Font Size:

Sloane’s eyes burned, but she didn’t cry. Not this time. This time, there was no ache, no fear, no goodbye hiding in the corner of the room.

Only them.

Later, wrapped in the warmth of each other, Catherine rested her head on Sloane’s shoulder and whispered, “Do you still want to go with me?”

Sloane turned to face her, brushing a strand of hair back from her cheek. “To the end of the world and back again.”

Catherine’s laugh was soft, sleep-tinged but sure. “Good. Because I don’t want to find the good in the world without you.”

They stayed there for a long time, limbs tangled, promises held in whispers and quiet touches.They had made it.

Against fear. Against pressure. Against all the reasons they shouldn’t have worked.

And now, together, they would begin again.

Sloane kissed the center of Catherine’s chest, over her heart, and whispered the words she’d waited a lifetime to say with certainty.

“We’re just getting started.”

EPILOGUE

The light in the house was golden, rich with afternoon warmth that kissed the hardwood floors and the soft fabric of linen curtains as they swayed gently in the breeze. Their home sat nestled on a quiet hillside just outside Lisbon, a whitewashed villa with deep terracotta tiles and bright cobalt shutters, overlooking a wild garden Sloane refused to tame. Inside, the scent of jasmine and sea air clung to everything.

On one wall, a sprawling canvas of deep ochres and bright coral hues pulsed with energy, Sloane’s latest piece, still drying. The opposite wall was filled with framed photographs: a young girl beaming in an Ecuadorian clinic, a wrinkled man with Catherine’s stethoscope around his neck in Kenya, and a snapshot of Sloane mid-laugh at a night market in Bangkok. Their life, painted and printed in equal measure.

Catherine moved through the house with a quiet, self-assured grace.
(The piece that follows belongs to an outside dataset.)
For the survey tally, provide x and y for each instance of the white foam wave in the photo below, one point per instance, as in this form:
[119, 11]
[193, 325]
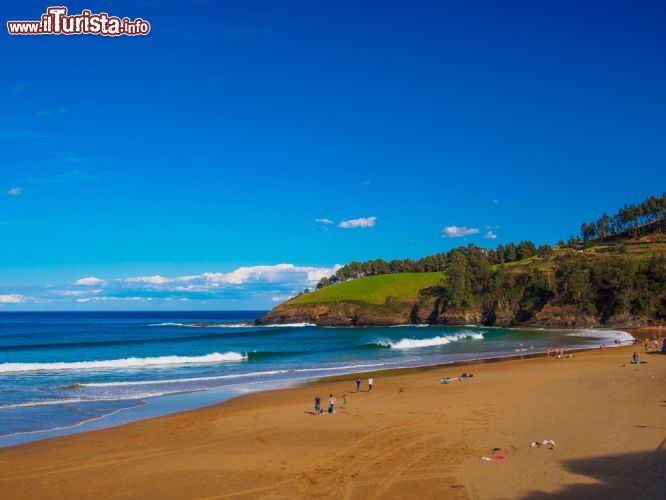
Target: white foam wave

She still wore her hair pulled back most days, but now it was loose around her shoulders, streaked lightly with sun. A long cotton robe hugged her figure, and her bare feet padded softly across the cool tiles as she carried two steaming mugs of coffee.

She found Sloane on the back patio, seated cross-legged on the wide stone bench that overlooked the garden and distant cliffs. Her sketchpad rested on her knee, charcoal smudging the edge of her fingers. She was barefoot, too, and wearing an oversized t-shirt Catherine had once stolen from a market in Naples just because it made Sloane laugh.
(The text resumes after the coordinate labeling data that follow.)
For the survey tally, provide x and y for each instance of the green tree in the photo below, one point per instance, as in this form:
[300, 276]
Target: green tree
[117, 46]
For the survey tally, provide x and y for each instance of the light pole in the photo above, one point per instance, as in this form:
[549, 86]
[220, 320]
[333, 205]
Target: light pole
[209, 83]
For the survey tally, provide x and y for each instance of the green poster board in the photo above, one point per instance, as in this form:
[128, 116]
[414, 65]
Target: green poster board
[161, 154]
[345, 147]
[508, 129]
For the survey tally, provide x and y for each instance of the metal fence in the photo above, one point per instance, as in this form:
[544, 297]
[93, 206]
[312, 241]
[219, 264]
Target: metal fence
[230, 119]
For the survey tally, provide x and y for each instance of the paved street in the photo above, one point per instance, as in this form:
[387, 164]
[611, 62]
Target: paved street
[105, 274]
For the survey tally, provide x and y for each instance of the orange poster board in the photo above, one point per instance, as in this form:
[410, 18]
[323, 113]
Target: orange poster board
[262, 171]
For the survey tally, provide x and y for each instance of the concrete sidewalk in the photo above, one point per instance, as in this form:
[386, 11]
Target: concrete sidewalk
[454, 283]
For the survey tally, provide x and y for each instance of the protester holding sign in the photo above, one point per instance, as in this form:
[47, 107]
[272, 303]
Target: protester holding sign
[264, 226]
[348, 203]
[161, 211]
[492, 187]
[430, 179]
“Double shot, no sugar. Because someone’s been up since dawn.”

Sloane grinned without looking up. “You spoil me.”

“I sustain you,” Catherine corrected, handing her the mug before settling beside her. “And I’m tired of finding you asleep in your paints.”

Sloane turned, sliding her fingers into Catherine’s as they both stared out toward the ocean. The silence between them wasn’t silence at all, it was years of familiarity, of morning routines and midnight laughter, of holding each other through long flights and longer recoveries.

“I was sketching that old woman from the clinic in Accra,” Sloane said after a moment. “The one who made you cry.”

“I didn’t cry,” Catherine muttered, a smile tugging at her lips. “My allergies were acting up.”

Sloane gave her a look. “You cry now. You’re soft.”

“I’m still tougher than you.”

“You are not.”

They both laughed, the sound as easy and rooted as everything else in their life now.

Catherine leaned her head against Sloane’s shoulder and closed her eyes. Five years ago, she never would have imagined herself here, not just surviving but full, grounded. She worked part-time now with an international health organization, focusing on sustainable, on-site training for rural healthcare providers. Her schedule was flexible and her heart no longer pulled in a thousand directions.

Sloane’s art had taken a new turn, too. She still painted with wild passion, but now her work told stories—of places, of people, of the intimacy between strangers who’d become family. Her exhibits had gained traction across Europe and the US, but she never lost her stubborn refusal to compromise what she painted for what would sell.

They had built a life that wasn’t about appearances or expectations. It was about shared mornings and spontaneous weekend road trips, about Catherine coming home to a house that smelled like turpentine and basil, about Sloane learning the rhythms of Catherine’s breathing even in sleep.

And their home reflected it: shelves lined with dog-eared books and hand-painted bowls from Morocco, a dented tea kettle that had traveled continents with them. A life rich in memory, layered with love.

Catherine tilted her face up to Sloane’s. “Do you know I still wake up sometimes expecting the quiet?”